Saskatchewan citizens' reaction to what many perceive to be a crisis reflects what is known about best practice in commons management and decision-making. The pastures management challenge is to optimize the benefits and minimize the costs to all of the interests, not just one at the expense of the others. Although the PFRA system provided excellent management of these fragile ecosystems, the federal government's precipitous decision to end central governance may provide an opportunity to evolve to an equally effective localized management system, provided that the Saskatchewan government doesn't act to derail this developing solution. Before discussing this decisional tipping point for the Saskatchewan government, it is useful to consider what is known about decision-making in complex situations.

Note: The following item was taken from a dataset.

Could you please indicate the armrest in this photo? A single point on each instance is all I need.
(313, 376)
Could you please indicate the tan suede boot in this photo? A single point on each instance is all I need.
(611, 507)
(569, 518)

Decision-Making Complexity

Research in behavioural economics indicates that, even though human decision-making is always biased, there is a process that is more likely to result in optimal decisions in complex situations. Both individually and in groups, we pay more attention to, and consider more important, arguments that support options that intuitively appeal to us. Thus, we tend to consider only half of the information available to us. However, we can protect ourselves from this bias by having people with different preferences discuss the options. This works because each group focuses on the benefits of a different option, increasing everyone's thinking about the pros and cons of all options.

The citizens' groups that have formed to represent the multiple-use benefits of the pastures provide this type of multi-perspective debate. Together, these groups can potentially achieve an optimal solution for continued pasture management. In contrast to single-issue decisions, which are made primarily on the basis of intuition, multi-interest decision-making requires time, both to develop respect between the various interest groups and for each to fully consider information formerly disregarded because it didn't match one's intuitive preference. The benefits of such thoughtful decision-making are obvious in this case, preserving both human interests and the increasingly-endangered grassland ecosystem which represent a large proportion of remaining grassland on the planet.

Challenge for Government

The government of Saskatchewan seems fixated on enacting privatization quickly. Citizens have urged the government -- and, with less hope of success, the federal government – to enter into dialogue toward a democratic governance model including Crown ownership of all pastures. The remaining challenge is to devise a transition plan that maintains management of both public and private benefits and costs, risks and interests. The solution should match or exceed the $23 million public-good benefit citizens have so far enjoyed.

The conservative government of Saskatchewan, of course,ideologically favours privatization of public resources. In contrast, if citizens' groups are given a small amount of time – we've asked for one year – this time of decision could present a shining opportunity for Saskatchewan to display state-of-the-art, mature decision-making to protect one of our most valuable and valued shared resources. We believe that, with our history of community cooperation, Saskatchewan is uniquely positioned to show the world how this is done.

(Katherine Arbuthnott is a conservation psychologist at Campion College, University of Regina. Josef Schmutz is a conservation biologist at University of Saskatchewan.)